En Thu, 18 Dec 2008 08:35:58 -0200, Aaron Brady <castiro...@gmail.com>
escribió:

On Dec 17, 7:16 pm, "Gabriel Genellina" <gagsl-...@yahoo.com.ar>
wrote:
En Wed, 17 Dec 2008 22:46:32 -0200, Aaron Brady <castiro...@gmail.com>  
escribió:



> On Dec 17, 5:05 pm, "Gabriel Genellina" <gagsl-...@yahoo.com.ar>
> wrote:
>> En Wed, 17 Dec 2008 12:21:38 -0200, Jeremy Sanders  
>> <jeremy+complangpyt...@jeremysanders.net> escribió:

>> > It would be nice if Python created pipes that are properly  
>> inheritable by
>> > default by child processes, as they're mostly used for IPC.

>> I'd say it is a bug in os.pipe implementation; they should be  
>> inheritable  
>> by default, as in posix (after all, the code is in "posixmodule.c").

> The code looks like this:

>    ok = CreatePipe(&read, &write, NULL, 0);
>    Py_END_ALLOW_THREADS
>    if (!ok)
>            return win32_error("CreatePipe", NULL);
>    read_fd = _open_osfhandle((Py_intptr_t)read, 0);
>    write_fd = _open_osfhandle((Py_intptr_t)write, 1);

> 'If lpPipeAttributes is NULL, the handle cannot be inherited.'  You
> could populate a 'SECURITY_ATTRIBUTES' structure, or call
> DuplicateHandle on both of them.

> A patch would look like this:

> SECURITY_ATTRIBUTES sattribs;
> sattribs.nLength = sizeof(sattribs);
> sattribs.lpSecurityDescriptor = NULL;
> sattribs.bInheritHandle = TRUE;
> ok = CreatePipe(&read, &write, &sattribs, 0);

Yes, that's exactly how os.popen does it (in posixmodule.c)

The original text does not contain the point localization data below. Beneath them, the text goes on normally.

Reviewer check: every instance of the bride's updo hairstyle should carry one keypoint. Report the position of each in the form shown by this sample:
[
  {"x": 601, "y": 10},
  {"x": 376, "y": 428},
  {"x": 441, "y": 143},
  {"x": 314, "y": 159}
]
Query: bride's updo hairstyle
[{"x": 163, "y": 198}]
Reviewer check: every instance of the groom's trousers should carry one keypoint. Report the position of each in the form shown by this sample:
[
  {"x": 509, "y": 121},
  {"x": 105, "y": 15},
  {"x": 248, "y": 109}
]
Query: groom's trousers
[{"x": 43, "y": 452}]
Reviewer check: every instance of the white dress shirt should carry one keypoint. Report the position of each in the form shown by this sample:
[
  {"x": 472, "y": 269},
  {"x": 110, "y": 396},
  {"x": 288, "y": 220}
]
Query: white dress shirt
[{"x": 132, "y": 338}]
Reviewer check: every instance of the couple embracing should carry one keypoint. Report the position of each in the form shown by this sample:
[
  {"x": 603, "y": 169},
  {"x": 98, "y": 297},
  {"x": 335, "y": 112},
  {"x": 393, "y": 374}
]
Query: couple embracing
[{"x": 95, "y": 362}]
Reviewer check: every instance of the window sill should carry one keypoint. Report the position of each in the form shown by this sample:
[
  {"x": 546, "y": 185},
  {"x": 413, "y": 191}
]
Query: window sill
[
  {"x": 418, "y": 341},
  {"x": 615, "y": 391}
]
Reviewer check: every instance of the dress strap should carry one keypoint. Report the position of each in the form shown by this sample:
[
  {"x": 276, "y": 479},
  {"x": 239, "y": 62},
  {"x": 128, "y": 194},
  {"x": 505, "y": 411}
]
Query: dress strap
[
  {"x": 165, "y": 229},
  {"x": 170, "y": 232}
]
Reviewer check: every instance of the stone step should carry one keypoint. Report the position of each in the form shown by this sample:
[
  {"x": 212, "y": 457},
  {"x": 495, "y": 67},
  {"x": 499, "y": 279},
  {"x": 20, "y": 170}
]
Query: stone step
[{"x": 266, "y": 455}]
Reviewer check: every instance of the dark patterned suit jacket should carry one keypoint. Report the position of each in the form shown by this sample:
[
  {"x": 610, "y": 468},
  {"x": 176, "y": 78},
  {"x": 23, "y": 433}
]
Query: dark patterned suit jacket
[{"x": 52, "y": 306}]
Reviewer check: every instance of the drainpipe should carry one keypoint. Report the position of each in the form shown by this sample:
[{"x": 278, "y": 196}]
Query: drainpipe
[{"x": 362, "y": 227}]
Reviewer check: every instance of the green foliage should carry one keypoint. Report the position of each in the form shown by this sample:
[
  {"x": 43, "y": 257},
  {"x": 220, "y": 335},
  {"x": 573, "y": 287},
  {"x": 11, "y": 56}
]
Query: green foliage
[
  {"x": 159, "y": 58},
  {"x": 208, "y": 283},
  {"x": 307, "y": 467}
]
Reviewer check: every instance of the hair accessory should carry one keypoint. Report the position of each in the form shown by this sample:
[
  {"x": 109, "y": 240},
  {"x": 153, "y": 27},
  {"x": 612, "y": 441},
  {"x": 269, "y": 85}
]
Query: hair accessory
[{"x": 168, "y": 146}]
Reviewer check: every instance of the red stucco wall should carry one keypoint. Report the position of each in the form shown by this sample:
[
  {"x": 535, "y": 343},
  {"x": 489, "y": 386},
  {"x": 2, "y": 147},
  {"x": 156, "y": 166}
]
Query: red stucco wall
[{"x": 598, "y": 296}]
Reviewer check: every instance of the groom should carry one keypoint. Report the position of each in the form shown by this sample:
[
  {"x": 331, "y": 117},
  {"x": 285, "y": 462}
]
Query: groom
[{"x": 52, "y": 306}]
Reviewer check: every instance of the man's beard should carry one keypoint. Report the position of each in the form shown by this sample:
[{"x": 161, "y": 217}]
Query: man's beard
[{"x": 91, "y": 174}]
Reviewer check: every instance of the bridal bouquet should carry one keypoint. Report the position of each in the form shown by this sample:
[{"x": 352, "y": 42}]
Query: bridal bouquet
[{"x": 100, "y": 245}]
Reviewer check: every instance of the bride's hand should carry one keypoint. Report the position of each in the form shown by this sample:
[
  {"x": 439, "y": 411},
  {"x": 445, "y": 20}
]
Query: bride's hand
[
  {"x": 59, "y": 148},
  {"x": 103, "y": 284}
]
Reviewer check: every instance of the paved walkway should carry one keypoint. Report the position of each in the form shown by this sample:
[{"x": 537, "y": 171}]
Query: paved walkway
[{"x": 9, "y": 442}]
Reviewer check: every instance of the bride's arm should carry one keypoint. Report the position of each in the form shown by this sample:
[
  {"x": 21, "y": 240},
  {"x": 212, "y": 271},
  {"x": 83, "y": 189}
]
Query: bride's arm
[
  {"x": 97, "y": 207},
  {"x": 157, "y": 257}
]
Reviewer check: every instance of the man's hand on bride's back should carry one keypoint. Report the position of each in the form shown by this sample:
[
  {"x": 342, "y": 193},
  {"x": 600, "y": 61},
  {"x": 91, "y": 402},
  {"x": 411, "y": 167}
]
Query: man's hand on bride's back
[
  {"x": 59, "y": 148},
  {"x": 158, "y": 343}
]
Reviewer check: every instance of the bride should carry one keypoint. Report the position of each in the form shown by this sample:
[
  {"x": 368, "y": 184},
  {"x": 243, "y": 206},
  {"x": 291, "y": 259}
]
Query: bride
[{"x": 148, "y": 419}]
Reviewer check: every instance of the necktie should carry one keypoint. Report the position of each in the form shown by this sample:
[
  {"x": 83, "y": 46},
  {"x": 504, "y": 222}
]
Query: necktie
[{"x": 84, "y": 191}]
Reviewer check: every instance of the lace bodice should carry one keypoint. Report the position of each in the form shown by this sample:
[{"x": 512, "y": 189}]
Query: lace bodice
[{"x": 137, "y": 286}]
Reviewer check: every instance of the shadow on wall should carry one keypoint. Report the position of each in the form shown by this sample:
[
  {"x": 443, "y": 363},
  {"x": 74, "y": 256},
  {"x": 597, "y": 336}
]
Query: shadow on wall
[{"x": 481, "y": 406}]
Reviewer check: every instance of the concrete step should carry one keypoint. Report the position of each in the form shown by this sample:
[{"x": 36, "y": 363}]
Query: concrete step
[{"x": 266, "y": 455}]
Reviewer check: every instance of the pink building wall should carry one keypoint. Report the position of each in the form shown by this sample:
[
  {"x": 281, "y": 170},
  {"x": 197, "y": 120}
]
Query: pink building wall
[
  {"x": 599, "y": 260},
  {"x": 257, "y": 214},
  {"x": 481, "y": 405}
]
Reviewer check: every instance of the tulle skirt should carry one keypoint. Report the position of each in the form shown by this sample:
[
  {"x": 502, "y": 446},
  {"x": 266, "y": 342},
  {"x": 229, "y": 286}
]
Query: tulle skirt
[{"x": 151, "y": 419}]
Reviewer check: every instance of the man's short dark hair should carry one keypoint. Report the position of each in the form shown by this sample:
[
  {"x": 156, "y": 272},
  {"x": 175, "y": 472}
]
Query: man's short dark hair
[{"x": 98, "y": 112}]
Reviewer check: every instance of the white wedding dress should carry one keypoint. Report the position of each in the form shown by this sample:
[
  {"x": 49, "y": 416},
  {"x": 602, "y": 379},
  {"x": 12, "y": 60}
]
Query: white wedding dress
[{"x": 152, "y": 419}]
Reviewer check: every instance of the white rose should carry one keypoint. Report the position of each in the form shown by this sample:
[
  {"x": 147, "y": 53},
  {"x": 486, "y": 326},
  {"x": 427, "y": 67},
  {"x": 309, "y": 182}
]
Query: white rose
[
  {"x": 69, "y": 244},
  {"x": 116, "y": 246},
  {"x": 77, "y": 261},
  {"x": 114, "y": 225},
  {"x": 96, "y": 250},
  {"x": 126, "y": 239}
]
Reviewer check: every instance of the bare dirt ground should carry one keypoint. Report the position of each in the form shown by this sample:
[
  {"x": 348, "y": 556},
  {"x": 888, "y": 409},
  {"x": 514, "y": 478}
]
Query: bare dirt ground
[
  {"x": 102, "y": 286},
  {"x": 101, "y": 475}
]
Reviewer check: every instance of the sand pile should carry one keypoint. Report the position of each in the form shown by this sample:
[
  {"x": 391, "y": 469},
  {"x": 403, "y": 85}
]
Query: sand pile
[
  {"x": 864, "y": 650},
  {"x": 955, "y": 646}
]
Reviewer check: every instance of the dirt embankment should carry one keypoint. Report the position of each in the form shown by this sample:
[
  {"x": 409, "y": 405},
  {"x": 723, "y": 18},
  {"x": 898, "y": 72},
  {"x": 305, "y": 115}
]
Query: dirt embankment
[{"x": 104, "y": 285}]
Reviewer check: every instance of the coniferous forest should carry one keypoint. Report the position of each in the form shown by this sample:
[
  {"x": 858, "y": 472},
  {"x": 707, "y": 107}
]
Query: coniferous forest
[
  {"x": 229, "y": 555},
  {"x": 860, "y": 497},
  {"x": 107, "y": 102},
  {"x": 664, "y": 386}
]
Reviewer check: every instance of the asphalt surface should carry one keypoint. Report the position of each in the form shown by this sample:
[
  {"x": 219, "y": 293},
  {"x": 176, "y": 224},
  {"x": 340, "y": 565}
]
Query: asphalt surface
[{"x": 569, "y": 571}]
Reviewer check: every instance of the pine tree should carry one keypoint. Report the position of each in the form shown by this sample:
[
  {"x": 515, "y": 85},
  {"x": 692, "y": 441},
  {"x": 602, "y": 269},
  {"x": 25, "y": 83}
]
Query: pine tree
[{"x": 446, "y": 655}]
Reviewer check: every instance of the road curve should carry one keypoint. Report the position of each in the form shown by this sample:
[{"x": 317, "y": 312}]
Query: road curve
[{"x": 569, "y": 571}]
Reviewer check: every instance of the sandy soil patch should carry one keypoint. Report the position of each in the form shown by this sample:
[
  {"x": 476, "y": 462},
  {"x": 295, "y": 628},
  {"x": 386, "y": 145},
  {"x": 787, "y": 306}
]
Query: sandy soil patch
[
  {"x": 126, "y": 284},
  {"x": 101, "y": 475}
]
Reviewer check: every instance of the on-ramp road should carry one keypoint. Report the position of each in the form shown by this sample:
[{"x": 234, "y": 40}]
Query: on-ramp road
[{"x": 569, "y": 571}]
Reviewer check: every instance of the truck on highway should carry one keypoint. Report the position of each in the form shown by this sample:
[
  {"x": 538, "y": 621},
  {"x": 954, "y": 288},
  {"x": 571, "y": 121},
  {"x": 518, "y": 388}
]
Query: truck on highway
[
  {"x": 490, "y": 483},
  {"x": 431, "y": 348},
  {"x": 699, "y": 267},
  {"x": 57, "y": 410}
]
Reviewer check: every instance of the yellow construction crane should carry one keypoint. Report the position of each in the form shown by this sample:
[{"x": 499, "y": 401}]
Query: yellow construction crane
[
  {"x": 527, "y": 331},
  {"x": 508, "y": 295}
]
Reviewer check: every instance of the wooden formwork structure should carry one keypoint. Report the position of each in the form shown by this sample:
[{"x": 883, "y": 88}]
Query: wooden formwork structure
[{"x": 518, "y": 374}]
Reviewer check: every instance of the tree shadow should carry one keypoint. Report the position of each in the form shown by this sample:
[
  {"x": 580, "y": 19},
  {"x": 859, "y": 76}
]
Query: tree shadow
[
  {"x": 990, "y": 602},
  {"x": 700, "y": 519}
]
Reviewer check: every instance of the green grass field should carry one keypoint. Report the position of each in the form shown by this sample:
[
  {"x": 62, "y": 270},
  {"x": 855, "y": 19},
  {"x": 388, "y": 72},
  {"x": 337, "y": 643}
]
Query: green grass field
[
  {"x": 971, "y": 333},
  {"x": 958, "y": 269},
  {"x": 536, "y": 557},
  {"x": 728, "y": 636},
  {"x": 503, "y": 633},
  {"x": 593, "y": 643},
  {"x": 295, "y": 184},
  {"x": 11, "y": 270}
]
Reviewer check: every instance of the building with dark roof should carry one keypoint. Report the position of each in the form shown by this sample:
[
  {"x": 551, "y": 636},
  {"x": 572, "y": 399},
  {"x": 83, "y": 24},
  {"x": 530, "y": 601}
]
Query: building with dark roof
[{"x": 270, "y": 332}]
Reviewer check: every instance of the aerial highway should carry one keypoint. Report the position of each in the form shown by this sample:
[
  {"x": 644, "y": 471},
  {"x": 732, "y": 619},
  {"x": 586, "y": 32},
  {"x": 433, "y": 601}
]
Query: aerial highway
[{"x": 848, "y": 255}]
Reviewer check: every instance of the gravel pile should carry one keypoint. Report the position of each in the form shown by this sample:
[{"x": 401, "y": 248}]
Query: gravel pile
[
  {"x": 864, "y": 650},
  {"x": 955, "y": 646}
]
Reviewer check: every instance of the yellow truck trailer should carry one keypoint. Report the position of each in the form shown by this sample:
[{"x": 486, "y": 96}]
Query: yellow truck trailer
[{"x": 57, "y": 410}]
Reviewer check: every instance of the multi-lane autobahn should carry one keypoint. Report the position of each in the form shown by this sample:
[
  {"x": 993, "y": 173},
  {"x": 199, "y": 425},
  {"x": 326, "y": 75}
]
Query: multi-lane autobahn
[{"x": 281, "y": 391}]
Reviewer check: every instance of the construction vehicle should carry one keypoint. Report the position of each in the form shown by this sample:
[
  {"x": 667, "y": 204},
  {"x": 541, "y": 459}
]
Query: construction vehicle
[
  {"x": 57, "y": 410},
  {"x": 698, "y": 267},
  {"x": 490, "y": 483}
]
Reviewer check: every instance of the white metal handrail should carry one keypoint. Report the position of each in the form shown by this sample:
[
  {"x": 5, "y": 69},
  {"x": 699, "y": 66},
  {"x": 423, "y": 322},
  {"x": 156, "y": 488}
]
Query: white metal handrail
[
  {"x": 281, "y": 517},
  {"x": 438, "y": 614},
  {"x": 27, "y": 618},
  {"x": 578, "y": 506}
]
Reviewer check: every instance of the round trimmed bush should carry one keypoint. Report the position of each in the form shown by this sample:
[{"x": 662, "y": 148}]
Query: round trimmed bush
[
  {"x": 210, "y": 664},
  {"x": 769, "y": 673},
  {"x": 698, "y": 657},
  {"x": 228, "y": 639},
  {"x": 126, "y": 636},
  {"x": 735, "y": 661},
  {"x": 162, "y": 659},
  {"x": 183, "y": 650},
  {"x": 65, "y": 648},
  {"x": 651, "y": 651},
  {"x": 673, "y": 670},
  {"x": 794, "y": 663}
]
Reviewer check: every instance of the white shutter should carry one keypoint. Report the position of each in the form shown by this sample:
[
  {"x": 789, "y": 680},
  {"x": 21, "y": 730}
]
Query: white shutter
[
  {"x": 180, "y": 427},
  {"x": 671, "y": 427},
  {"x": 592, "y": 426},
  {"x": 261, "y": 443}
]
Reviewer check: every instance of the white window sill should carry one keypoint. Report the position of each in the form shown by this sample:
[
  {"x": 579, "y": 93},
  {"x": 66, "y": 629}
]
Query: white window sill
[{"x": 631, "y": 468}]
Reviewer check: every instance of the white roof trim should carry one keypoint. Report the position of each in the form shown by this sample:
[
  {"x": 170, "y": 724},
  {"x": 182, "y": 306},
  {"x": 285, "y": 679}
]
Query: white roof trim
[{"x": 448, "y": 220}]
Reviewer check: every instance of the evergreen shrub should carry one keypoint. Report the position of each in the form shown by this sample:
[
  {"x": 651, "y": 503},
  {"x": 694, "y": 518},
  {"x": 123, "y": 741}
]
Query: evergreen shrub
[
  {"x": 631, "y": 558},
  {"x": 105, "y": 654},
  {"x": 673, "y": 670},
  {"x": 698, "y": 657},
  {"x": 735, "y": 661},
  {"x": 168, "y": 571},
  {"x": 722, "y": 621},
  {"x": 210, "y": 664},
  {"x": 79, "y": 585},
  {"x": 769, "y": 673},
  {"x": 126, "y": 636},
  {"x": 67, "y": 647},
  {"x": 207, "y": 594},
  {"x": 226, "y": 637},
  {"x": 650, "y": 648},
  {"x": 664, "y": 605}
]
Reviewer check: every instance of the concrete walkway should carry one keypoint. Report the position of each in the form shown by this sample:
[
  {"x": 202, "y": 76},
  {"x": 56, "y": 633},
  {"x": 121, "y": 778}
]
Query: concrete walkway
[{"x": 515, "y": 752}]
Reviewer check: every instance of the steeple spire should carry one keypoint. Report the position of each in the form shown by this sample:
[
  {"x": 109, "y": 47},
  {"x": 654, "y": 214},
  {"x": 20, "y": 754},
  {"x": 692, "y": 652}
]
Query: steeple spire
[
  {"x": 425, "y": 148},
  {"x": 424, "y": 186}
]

> This still doesn't answer whether the file descriptor return by
> '_open_osfhandle' can be inherited too.

It doesn't matter. The OS only cares about file handles, not C RTL  
structures.

--
Gabriel Genellina

Ah, I see.  Was it an executive decision about what is Pythonic, or
just a bug?  Do you think the patch would be accepted?  I probably
ought to mimic a small Python embedding to see if it needs anything
else.

I don't know - I guess someone (years ago) blindly just replaced the
pipe() system call by a CreatePipe call without further analysis.

This is how I would summarize the issue:

Pros (of changing os.pipe() to return inheritable pipes):

- it isn't explicitely documented whether os.pipe() returns inheritable
pipes or not, so both versions are "right" according to the documentation.
- if someone relies on pipes being non-inheritable on Windows, that is
undocumented behaviour, and Python has the right to change it.
- the change would improve POSIX compatibility, it mimics what os.pipe()
does on those OS.
- inheritable pipes are less surprising for guys coming from other OS
- inheritable pipes are a lot more useful than non-inheritable ones when
doing IPC (probably its main usage).

Cons:

- os.pipe has behaved that way since long time ago.
- some programs *might* break, if they relied on pipes being
non-inheritable on Windows, even if that was undocumented behaviour.